The measure passed with backing from most or all Democrats and dozens of Republicans.
Such a dynamic signals the continuing inability of House Speaker John Boehner to marshal his GOP members on some of the most contentious issues coming up, such as deficit reduction and immigration reform.
Boehner risks his standing as a party leader if he continues conceding on measures that become law without majority support from House Republicans, which also would fuel continuing unrest by conservatives who traditionally comprise the GOP base.
According to advocacy groups, the Senate version of the Violence Against Women Act approved Tuesday strengthens protections of particular groups of women at particular risk.
For example, one in three native women will be raped in their lifetime, according to the Indian Law Resource Center. Three in five will be physically assaulted, and native women also are killed at a rate 10 times the national average, the center said.
The National Congress of American Indians addressed the issue in a December 20 letter to Cantor.
It described situations in which beatings and rapes by non-native men were declined for prosecution at a federal level and returned to a tribal court as a misdemeanor.
Federal law currently prohibits tribal courts from imposing a jail sentence of more than a year, so they generally do not prosecute felonies. In many instances, such cases are dismissed altogether and a defendant can walk free until a grand jury indictment can be obtained.
"The federal criminal justice system is simply not equipped to handle local crimes, and this is the primary reason that tribes seek local control over these crimes that are plaguing our communities," the letter said.

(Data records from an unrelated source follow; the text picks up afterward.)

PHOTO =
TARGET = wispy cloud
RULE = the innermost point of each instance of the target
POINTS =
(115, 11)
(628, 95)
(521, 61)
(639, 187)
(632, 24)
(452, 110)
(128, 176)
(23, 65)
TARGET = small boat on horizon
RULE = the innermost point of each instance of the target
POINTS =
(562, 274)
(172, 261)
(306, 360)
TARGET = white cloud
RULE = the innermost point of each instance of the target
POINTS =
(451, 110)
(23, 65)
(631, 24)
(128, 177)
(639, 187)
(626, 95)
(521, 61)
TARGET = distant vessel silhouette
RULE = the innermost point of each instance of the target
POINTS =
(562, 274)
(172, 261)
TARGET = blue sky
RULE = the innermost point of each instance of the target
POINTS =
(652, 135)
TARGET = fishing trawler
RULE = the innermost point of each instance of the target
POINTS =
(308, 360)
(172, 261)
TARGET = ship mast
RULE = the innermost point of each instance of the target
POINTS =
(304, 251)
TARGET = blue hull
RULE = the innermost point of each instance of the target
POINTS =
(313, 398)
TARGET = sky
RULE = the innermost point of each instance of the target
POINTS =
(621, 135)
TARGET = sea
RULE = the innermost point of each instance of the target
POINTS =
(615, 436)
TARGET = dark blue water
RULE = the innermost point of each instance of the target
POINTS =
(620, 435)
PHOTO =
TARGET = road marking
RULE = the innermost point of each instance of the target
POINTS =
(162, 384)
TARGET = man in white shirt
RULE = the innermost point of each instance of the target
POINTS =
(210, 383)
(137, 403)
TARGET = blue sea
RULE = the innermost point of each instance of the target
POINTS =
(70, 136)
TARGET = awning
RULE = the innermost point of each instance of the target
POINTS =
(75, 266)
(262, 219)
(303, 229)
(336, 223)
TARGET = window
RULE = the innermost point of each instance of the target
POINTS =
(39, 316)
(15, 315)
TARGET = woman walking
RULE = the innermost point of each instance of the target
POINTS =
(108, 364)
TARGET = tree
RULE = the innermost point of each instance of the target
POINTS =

On undocumented immigrants, Human Rights Watch has found that immigrant farm workers are especially at risk for domestic abuse and argued provisions in the Senate bill "would go some way toward fixing the problem."
Those in the LGBT community are another high-risk group that will be affected by the Violence Against Women Act.
They experience violence at the same rate as heterosexuals but are less likely to report it. When they do, many are denied services.
About 45% of LGBT victims were turned away when they sought help from a domestic violence shelter and nearly 55% of those who sought protection orders were denied them, according to the National Task Force to End Sexual and Domestic Violence Against Women.
Vice President Joe Biden, who helped spearhead the original Violence Against Women Act in 1994 when he was a U.S. senator, said Thursday that domestic violence dropped by 64% since then.
"I am pleased that this progress will continue, with new tools for cops and prosecutors to hold abusers and rapists accountable, and more support for all victims of these crimes," Biden said in a statement.